Colombian law tightens grip on TV licenses Measure follows coverage of politicians' drug links


BOGOTA, Colombia -- In the way Americans have watched trials unfold on television, Colombians have tuned in to keep up with a drug scandal that has jailed 14 members of Congress and raised questions about President Ernesto Samper's possible links to drug lords.

But Colombia's Congress passed a new law last week that gives the government a powerful weapon to end the televised saga. Legislators voted to let the government take away the air time of the current owners of newscasts at the end of next year.

Measures affecting newscasters are part of a broad, new law that changes the face of Colombian television. Two completely private national channels will be permitted for the first time. The government will continue to broadcast over one channel and to rent space on two state-owned channels.

That rented space is what many critics predict will be used to punish newscasters. Currently, 10 TV news shows -- all owned by different investor groups -- rent space on government channels.
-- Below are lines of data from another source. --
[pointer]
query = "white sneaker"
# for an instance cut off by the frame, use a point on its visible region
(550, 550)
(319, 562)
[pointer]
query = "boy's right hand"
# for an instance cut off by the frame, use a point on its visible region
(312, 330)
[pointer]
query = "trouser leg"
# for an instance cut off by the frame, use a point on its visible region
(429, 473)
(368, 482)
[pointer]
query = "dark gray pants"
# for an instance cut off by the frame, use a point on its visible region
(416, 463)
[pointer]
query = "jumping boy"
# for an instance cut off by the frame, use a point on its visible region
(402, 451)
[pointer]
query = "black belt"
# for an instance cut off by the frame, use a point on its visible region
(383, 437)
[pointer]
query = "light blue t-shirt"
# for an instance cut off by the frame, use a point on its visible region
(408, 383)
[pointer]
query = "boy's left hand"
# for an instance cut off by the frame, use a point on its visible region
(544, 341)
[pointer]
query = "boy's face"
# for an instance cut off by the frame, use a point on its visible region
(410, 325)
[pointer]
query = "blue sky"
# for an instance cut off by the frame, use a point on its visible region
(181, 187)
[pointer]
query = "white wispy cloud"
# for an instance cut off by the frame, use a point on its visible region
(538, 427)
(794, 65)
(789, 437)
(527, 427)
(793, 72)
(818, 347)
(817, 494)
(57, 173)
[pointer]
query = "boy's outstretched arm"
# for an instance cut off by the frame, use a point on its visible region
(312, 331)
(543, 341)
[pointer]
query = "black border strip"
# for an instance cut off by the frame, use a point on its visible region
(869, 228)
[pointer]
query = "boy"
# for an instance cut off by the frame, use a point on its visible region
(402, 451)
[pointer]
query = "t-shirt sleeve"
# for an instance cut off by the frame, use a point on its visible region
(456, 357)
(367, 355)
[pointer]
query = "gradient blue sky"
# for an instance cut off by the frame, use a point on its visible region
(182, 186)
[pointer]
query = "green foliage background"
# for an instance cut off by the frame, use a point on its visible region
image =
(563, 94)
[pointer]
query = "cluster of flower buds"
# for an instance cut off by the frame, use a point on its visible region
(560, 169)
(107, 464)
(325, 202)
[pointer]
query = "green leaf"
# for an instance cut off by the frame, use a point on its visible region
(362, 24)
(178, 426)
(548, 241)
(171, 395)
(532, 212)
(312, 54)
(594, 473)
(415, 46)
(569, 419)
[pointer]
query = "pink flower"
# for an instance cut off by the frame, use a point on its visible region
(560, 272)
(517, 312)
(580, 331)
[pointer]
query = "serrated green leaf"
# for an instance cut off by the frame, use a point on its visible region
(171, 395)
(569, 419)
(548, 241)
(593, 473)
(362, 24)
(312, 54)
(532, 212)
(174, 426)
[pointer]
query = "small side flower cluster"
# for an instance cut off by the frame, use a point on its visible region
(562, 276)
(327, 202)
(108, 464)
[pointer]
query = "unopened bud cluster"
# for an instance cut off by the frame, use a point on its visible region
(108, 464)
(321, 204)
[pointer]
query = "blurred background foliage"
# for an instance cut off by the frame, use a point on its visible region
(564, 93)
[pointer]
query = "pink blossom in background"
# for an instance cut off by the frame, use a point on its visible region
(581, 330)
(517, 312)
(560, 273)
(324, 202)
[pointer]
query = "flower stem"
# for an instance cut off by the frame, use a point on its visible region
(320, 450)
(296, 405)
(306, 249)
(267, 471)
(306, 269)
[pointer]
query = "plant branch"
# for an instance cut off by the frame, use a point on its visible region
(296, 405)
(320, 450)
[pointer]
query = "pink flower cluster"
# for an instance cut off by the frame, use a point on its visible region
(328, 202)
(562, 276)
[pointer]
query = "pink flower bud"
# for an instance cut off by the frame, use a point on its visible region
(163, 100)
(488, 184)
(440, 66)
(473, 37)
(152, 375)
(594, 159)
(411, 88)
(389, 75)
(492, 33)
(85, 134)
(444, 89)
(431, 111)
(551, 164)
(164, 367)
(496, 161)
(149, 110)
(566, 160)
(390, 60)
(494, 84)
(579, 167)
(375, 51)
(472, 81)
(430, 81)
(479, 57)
They are the result of an effort to make TV news more independent under the 1991 constitution. Before 1991, the government channels rented space through four-year licenses that coincided with the presidential term.

Licenses went to the president's friends and relatives. To encourage better quality and more independence, the 1991 law lengthened the licenses to six years, with the possibility of a renewal for another six.

The new law eliminates the possibility of the renewals, although current newscasts may participate in the next round of bidding for licenses.

Sen. Jaime Vargas Suarez, who sponsored the bill, argues that with the new private channels opening up, there will be more opportunities, not fewer. However, many journalists believe that the government will use the new round of bidding on licenses to take aggressive shows off the air.